CETA's negative-list approach also gives companies an edge, critics claim. The negative list means the treaty applies to all goods and services unless they have been explicitly excluded. That differs from a positive list which would specifically outline areas where the treaty applies. Some argue it will be harder for governments to regulate future types of activity because they have not been included in CETA.
"For us it's a very tough issue," said Hamza Fassi-Fihri a member of parliament in the Brussels city government, one of Belgium's regional parliaments that has opposed the deal. "We would prefer this kind of conflict to be resolved by public justice and not by company-led courts."

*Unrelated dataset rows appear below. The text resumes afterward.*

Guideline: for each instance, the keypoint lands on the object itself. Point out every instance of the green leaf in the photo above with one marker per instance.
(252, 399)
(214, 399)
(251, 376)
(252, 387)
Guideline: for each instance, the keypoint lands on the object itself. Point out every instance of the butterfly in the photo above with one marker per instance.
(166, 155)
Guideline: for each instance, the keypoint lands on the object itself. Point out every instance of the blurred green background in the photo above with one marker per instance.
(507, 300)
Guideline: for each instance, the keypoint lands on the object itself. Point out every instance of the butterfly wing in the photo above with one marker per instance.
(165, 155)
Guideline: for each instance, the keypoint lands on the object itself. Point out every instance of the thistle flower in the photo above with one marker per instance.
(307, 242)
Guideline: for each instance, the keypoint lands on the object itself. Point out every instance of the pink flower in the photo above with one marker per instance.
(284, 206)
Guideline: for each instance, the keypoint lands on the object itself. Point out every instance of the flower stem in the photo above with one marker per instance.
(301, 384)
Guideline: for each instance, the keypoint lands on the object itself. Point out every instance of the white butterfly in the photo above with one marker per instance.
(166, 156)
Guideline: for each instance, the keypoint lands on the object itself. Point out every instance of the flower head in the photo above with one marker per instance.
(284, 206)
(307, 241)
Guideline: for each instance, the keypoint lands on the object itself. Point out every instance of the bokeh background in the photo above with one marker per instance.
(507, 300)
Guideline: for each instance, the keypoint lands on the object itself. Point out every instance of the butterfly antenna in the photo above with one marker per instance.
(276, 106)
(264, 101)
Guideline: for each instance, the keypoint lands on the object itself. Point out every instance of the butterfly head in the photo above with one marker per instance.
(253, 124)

Mr. Fassi-Fihri cited the case of a chemical company that has introduced a new pesticide which the government is trying to ban. "With this kind of ICS system, tomorrow a company that produced this chemical would be allowed to sue our government on the basis that because of this ban they would lose some future profits and the government would be compelled by the court's decision to pay compensation to this company," he said. "This is a loss of sovereignty. This is just the situation where private interests go above the general interest. We cannot accept this."
And it's not just in Belgium where the ICS has raised concerns.
Britain has been a strong backer of CETA, but the government refused to allow the ICS to be adopted by the EU on a provisional basis and demanded that the British Parliament vote on whether to accept the system. Under EU requirements, the entire agreement has to be ratified by each of the 28 member states, but much of it could go into effect on a provisional basis once the deal is signed by Prime Minister Justin Trudeau and EU officials. However, Britain's International Trade Minister Liam Fox made it clear on Wednesday that the ICS section is not among the sections that can go into effect provisionally.
"In terms of provisional, it does not apply because in the U.K. government's view this was an element that the U.K. Parliament would want to be satisfied with before the U.K. ratified the agreement finally," Mr. Fox told a parliamentary committee. He added that Britain raised several concerns about the ICS and that while many changes have been made, "it is controversial." Mr. Fox noted that "there is not cross party support [in Parliament] and it was only appropriate that [approval of ICS] was retained [by] the national Parliament."
Some Labour MPs have expressed concerns similar to those raised in Belgium. For example, they noted that the Conservative government in Britain supports fracking and allowed some projects to proceed. But the opposition Labour Party opposes fracking. If Labour wins the next election and blocks fracking, many MPs wonder if companies that have already started drilling would be able to sue for compensation under CETA. When that was put to Mr. Fox, he replied: "This part of the agreement has not yet been ratified. That is up for the U.K. Parliament to decide."